Partage de l’eau : l’union fait la force
Une quinzaine de jours après le lancement du Varenne agricole de l’eau par le gouvernement, c’était au tour des chambres d’agriculture d’organiser une conférence-débat autour des usages et partages de l’eau. Une thématique complexe qui, face au changement climatique, ne peut plus être reléguée au second plan.
À l’instar de la réunion de lancement du Varenne agricole de l’eau, les chambres d’agriculture ont tenu à mettre autour de la table différents acteurs pour parler de l’épineux sujet de l’utilisation et du partage de l’eau. Agriculteurs, scientifique, ONG, EPTB (établissement public territorial de basin), association de consommateurs… autant d’intervenants qui, aux premiers abords, ne sont pas forcément faits pour s’entendre.
Mais, ce qui est avant tout ressorti de cette conférence – comme de la réunion de lancement du Varenne – c’est l’importance de travailler conjointement. Le terme de « co-construction » est d’ailleurs revenu à plusieurs reprises lors du débat. « On n'a pas le choix que de se projeter dans un monde incertain » a remarqué avec lucidité Thierry Caquet, directeur scientifique Environnement à Inrae. S’il n’y a plus de doute sur le fait que le changement climatique est déjà bien à l’œuvre, difficile d’anticiper la rapidité et l’intensité de son évolution dans les prochaines années voire décennies. Pour Jean-Michel Soubeyroux, de Météo-France, la hausse de l’évapotranspiration ne sera quoi qu’il en soit pas compensée par les précipitations, ce qui se traduit déjà par un assèchement des sols. « Il y aura plus de précipitations l’hiver, moins l’été, ce qui n’est pas une bonne nouvelle pour l’agriculture » a-t-il prévenu.
Gérer les inondations
Tout un pan du débat a concerné la gestion des inondations.

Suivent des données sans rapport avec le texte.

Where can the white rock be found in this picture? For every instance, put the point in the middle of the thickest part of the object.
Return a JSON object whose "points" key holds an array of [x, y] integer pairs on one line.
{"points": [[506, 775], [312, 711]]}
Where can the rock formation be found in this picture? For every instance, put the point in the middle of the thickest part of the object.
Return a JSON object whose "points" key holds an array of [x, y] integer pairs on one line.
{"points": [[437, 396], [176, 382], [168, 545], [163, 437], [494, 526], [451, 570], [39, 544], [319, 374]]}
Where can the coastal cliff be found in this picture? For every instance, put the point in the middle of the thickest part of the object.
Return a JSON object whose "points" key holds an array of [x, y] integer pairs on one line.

Christine Hermans-Chapus, agricultrice en Seine-et-Marne, a eu l’occasion de revenir sur l’inondation de son champ en 2018. Une « douche froide » qu’elle n’est pas prête d’oublier. Pour cause, l’agricultrice raconte avoir perdu 25 % de son chiffre d’affaires cette année-là. « Les habitants ne se rendent pas forcément compte du service qu’on leur rend » a-t-elle souligné, faisant allusion au sacrifice des agriculteurs situés le long des rivières, qui accueillent non seulement les crues, mais aussi les lâchers d’eau des lacs réservoirs quand ceux-ci atteignent leur capacité maximale.
« On nous soupçonnait parfois d’inonder des terres uniquement pour protéger le monde urbain », a indiqué le président de l’EPTB Seine Grands Lacs Frédéric Molossi, sur la défensive, tenant à rappeler sa priorité actuelle : travailler avec la profession agricole pour « restaurer des zones d’expansion des crues et créer des zones de surinondation ». Arnaud Gauffier, directeur des programmes chez WWF, est du même avis : « Il faut récupérer des espaces pour faire des plaines inondables », a-t-il soutenu.
Chaque goutte compte
Le stockage de l’eau a aussi été abordé pendant ce débat. « Chaque goutte compte » a tenu à rappeler André Bernard, agriculteur et vice-président de la chambre d’agriculture France, qui pousse à la création de retenues comme celle de Serre-Ponçon, mais aussi à faciliter les initiatives personnelles de stockage de l’eau. « Aujourd’hui, un agriculteur qui veut faire un trou sur son exploitation pour stocker de l’eau a toutes les difficultés du monde à le faire », a-t-il déploré.
Plus mitigé sur la question des retenues, Arnaud Gauffier n’a pas manqué de souligner « l’impact économique important » de tels projets, appelant à les « faire avec discernement et à les réfléchir sur le long terme ». « [Chez WWF] on n’est pas anti-stockage, mais ça génère beaucoup de questions », a-t-il ajouté.
Enfin, tous les acteurs se sont accordés sur l’importance de développer des outils innovants. « Il faut être capable de raisonner à la fois sur la combinaison des leviers et sur leur déclinaison par filière et par territoire », a indiqué Thierry Caquet de l’Inrae, sans exclure une possible « relocalisation de certaines productions ».